Une éventuelle alliance n’a pas non plus été exclue par le chancelier social-démocrate sortant Christian Kern, en perte de vitesse (27 %).

« Si quelqu’un veut former une coalition avec le FPÖ, il ne faut pas qu’il puisse dire après coup qu’il ne savait pas à quel point ce parti est incurable », prévient le Comité Mauthausen, une organisation représentant les déportés du camp de concentration autrichien du même nom.

Pour appuyer son propos, l’ONG publie une liste de 60 dérapages à caractère xénophobe, raciste ou antisémite imputables à des élus du FPÖ depuis 2013.

« Ce sont certes des cas particuliers. Mais pas des cas isolés ou atypiques », selon l’organisation, pour qui « le FPÖ conserve une proximité marquée avec l’idéologie nazie. »

En 2000, l’entrée de ce parti au gouvernement en coalition avec le chancelier conservateur Wolfgang Schüssel avait suscité un séisme politique en Europe et donné lieu à des sanctions de l’UE.

Depuis cinq ans, le FPÖ a toutefois veillé à recentrer graduellement son image, à l’instar de la politique menée en France par Marine Le Pen, présidente du Front national, un parti allié.

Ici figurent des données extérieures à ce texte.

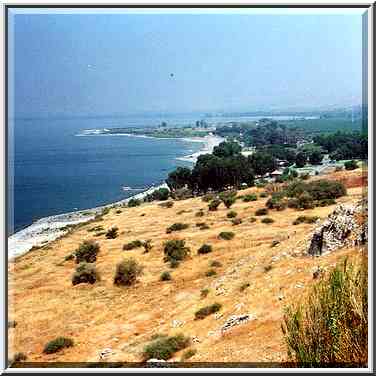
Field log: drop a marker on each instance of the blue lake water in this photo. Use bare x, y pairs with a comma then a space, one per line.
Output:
56, 171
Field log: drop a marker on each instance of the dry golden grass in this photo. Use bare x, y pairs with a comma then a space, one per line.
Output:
45, 305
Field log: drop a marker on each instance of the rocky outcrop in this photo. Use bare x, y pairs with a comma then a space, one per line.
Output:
347, 225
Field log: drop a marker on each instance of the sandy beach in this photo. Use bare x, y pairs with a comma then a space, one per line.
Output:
50, 228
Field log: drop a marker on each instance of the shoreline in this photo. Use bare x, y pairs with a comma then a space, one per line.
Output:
48, 229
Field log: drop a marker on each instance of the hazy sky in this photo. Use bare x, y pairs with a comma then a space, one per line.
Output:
79, 64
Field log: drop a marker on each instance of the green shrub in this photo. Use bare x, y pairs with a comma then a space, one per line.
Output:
267, 220
208, 310
87, 251
204, 293
232, 214
305, 219
210, 273
213, 205
351, 165
95, 228
261, 211
167, 204
57, 344
133, 202
228, 201
165, 276
19, 357
188, 354
236, 221
165, 347
177, 227
127, 272
208, 197
226, 235
327, 202
85, 273
205, 248
248, 198
112, 233
274, 243
147, 246
268, 268
200, 213
244, 286
175, 250
132, 245
215, 264
330, 327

Évitant soigneusement tout propos excessif, le candidat FPÖ Norbert Hofer avait, en décembre, remporté 46,2 % au second tour de la présidentielle face au candidat écologiste libéral Alexander Van der Bellen.

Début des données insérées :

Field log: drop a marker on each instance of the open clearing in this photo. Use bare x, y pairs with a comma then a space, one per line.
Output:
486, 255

Lors d’une intervention télévisée lundi, le patron et tête de liste du FPÖ pour les législatives, Heinz-Christian Strache, a principalement fait valoir des valeurs d’ « équité », de « liberté » et de « progrès », insistant notamment sur la nécessité de créer un salaire minimum en Autriche.

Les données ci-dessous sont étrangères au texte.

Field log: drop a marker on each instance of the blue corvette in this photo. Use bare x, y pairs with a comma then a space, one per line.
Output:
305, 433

Le FPÖ a réagi mercredi au rapport du Comité Mauthausen en dénonçant dans un communiqué une « campagne de dénigrement ».

« Ceux qui se soucient sérieusement de l’antisémitisme en Autriche auraient dû se préoccuper depuis longtemps des conséquences du déplacement de population […] qui a vu et voit arriver des flots de gens issus d’une culture où l’antisémitisme figure quasi à l’ordre du jour », estime le parti, dans une allusion à l’arrivée de réfugiés en provenance du monde musulman.

Le scrutin législatif anticipé, convoqué à l’initiative de Kurz, est prévu le 15 octobre.